For a few months I've been part of a growing, changing group of women brought together by Lynn who seems a natural born facilitator. She has invited people she's met over the last six or eight months, all of whom are involved in some creative activity -- but of widely different types -- to meet once a month with some of their creations. Because we began meeting at a restaurant called The Chat House (which encourages groups like ours to meet there) we became The Creative Chatterers.
However mostly we were strangers to one another with Lynn as our Mother Hen. One of our group suggested "Getting to Know You" exercise she used in her career as a teacher. Each of us were given a brown paper lunch bag and told to put in five items that tell something about who we are. The bags were bunched on the conference table and opened one by one, each time by someonw other than the bag's owner. As a group we looked at the items, passed them around, made conjectures such as "this looks like a grandchild", "this person likes sailing", etc. Then at a count of 3 we pointed at the person we thought it might be from those clues. Often we guessed wrong because we hadn't yet shared many of our interests nor talked much about our families.

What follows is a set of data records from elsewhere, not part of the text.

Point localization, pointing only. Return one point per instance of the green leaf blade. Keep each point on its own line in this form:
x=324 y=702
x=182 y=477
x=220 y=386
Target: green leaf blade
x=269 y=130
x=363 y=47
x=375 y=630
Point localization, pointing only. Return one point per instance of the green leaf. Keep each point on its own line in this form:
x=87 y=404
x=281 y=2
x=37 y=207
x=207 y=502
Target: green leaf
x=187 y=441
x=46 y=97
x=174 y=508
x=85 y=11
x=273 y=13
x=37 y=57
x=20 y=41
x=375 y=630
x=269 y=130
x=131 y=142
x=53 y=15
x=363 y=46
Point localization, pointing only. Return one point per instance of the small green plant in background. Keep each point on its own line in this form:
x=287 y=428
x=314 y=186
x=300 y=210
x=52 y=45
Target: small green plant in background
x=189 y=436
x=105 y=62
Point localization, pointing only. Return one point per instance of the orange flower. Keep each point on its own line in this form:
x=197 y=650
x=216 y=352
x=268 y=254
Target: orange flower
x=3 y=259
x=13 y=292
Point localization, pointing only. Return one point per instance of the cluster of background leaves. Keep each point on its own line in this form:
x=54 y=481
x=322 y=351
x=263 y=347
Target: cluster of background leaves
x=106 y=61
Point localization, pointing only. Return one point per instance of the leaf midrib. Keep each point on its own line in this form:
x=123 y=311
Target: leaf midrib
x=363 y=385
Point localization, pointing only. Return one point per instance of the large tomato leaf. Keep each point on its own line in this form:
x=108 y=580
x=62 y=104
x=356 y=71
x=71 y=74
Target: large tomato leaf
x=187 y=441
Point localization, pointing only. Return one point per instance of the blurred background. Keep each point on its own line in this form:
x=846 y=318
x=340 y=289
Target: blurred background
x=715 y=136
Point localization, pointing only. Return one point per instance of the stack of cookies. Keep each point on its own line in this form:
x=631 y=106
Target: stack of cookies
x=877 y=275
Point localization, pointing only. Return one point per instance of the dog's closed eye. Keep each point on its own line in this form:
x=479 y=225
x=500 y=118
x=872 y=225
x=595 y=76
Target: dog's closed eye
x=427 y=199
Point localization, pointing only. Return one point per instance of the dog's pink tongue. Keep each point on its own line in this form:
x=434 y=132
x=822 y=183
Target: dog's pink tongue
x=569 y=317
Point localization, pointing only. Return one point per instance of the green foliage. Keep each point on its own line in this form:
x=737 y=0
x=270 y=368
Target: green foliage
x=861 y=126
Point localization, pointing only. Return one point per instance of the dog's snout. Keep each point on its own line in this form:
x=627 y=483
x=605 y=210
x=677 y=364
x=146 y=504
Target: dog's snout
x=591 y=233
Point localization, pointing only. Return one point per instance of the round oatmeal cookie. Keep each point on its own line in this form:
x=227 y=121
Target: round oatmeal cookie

Then the person whose items we'd looked at told about them, what they suggested about her and added whatever other information she wished. Thus we learned a great deal about one another but the exercise was not intrusive. Each person revealed what she chose. It was a fascinating gathering; we all have insights into one another we would never have had before. One person revealed that, as an adult, she had seen her first grade evaluation which said, "pathologically shy". Yes, she had been very, very shy and still has moments of shyness (although the rest of us did not know that) but she felt that note then led other teachers to treat her a certain way in school (perhaps not call on her often). Other revelations were surprises. A friendly woman announced that she's an introvert and suggested others of us might also be as many creative people are -- and we agreed. So it went. We were only sorry some of our group were unable to come to the meeting.
The mid-70s are a surprise! Part of me remains in the 50s -- age, I mean, not decade of 20th century. It's a joy ride, new experiences land in my lap and I've become a better quilter, poet, writer than I expected. It's a rich life for a person never rich financially. Hey, this is what the mid-70s are like!